Ochotniczka Maria Kolis, urodzona 1 maja 1922 roku w Niwiskach, pow. Kolbuszowa, woj. krakowskie.


Szkołę powszechną ukończyłam w Hallerczynie, pow. Brody, woj. Tarnopol. Następnie uczęszczałam do gimnazjum im. Elizy Orzeszkowej w Brodach. W tym to gimnazjum ukończyłam 4 klasę gimnazjum nowego typu. W roku 1940, 10 lutego, władze sowieckie zesłały mnie z rodzicami i młodszym rodzeństwem na terytorium ZSRR, do archangielskiej obłasti, rejonu kotłaskiego. Tam na posiołku Niżnia Struga pracowałam ciężko, początkowo przy rąbaniu lasu. Praca ta była bardzo ciężka i w ciężkich warunkach – opady śnieżne były olbrzymie, mrozy dochodziły do 55 stopni, obuwia nie było należytego. Wynagrodzenie bardzo małe, przeciętny zarobek za pół miesiąca wynosił od 20 do 30 rubli. Wyżywienie było bardzo liche i drogie i do tego nigdy w stołówkach nie starczało. Następnie przez osiem miesięcy pracowałam w stołówce, tam praca była więcej możliwa. W maju 1941 roku, po ciężkiej chorobie, zmarł mój tatuś w szpitalu w Kotłasie. Po śmierci ojca warunki życiowe dla mnie i dla całej mej rodziny stały się jeszcze cięższe.

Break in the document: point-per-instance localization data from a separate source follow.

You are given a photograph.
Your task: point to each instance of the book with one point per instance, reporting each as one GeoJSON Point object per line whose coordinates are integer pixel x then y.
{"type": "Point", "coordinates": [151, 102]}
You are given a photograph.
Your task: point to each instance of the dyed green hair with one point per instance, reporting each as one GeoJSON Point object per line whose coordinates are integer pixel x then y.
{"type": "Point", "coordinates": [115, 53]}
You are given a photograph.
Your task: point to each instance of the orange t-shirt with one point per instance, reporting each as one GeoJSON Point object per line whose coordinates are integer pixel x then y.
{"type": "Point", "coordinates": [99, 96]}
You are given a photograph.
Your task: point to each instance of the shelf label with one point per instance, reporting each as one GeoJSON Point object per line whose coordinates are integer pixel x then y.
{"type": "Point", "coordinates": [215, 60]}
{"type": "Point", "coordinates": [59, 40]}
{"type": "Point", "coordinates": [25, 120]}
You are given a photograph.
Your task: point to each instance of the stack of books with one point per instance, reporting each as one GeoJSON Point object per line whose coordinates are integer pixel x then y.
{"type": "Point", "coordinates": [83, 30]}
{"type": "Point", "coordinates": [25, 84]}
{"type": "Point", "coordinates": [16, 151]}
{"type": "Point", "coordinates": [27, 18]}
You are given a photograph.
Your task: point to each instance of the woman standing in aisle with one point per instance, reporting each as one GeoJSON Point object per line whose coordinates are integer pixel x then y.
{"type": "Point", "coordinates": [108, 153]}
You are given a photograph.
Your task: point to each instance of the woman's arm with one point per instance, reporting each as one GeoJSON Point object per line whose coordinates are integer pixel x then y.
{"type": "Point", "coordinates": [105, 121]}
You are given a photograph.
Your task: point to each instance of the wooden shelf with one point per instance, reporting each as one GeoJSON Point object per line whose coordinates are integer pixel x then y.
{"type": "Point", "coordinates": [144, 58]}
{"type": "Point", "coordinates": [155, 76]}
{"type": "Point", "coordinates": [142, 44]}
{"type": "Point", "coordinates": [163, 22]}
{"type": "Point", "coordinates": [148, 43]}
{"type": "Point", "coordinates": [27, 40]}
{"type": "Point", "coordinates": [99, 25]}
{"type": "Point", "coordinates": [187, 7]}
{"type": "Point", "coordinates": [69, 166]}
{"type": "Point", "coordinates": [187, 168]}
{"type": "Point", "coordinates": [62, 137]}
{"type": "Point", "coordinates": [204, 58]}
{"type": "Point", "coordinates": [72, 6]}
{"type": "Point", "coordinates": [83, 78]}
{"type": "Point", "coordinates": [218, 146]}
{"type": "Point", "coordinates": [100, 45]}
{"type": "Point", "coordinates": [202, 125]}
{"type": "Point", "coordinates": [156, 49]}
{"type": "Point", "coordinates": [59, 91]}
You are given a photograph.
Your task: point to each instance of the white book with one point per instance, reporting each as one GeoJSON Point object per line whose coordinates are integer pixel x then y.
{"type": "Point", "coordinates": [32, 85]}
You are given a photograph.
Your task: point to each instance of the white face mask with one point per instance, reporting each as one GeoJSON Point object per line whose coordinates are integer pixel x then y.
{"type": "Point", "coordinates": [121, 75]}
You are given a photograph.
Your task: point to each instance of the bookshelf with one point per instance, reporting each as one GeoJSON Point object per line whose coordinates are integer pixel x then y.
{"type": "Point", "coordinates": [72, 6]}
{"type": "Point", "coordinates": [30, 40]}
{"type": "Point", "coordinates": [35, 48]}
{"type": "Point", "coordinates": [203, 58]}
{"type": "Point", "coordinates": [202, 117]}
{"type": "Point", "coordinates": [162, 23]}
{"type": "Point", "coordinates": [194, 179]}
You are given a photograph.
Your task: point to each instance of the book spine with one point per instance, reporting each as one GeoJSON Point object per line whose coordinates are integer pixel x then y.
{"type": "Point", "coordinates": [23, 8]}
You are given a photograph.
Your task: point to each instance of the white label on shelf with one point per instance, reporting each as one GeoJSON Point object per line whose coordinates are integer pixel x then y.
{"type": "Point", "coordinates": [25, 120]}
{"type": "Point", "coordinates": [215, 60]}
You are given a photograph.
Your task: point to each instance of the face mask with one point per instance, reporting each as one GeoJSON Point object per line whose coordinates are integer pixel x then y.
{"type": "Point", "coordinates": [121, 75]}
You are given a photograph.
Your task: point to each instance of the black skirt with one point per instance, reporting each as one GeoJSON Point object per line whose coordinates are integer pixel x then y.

Niedługo po śmierci ojca zachorowałam ciężko na grypę, później na inne choroby, całe lato nie mogłam pracować.

22 sierpnia [1941] zostaliśmy zwolnieni na mocy amnestii i wyjechaliśmy na południe do Taszkentu, skąd skierowano nas za rzekę Amu-darię, tam na kołchozie w okolicy Lukusu [Nukusu] byliśmy dwa tygodnie. Stąd NKWD wysłało nas do Uzbekistanu w rejon Guzor – powrotna droga rzeką była bardzo ciężka, o głodzie i chłodzie; podczas tej drogi zmarł mój braciszek Czesław. Najcięższe warunki były na kołchozie w rejonie Guzor, tam bardzo dużo osób zmarło na tyfus. 21 marca 1942 roku też na tyfus zmarła moja mamusia Karolina.

Po śmierci matki ja z siostrą i bratem wstąpiliśmy do polskiego wojska, które zaczęło się organizować w Guzorze. 30 marca przekroczyłam granicę sowiecką, a 5 kwietnia 1942 roku przybyłam do Teheranu. Obecnie jestem w Kiził-Rabat.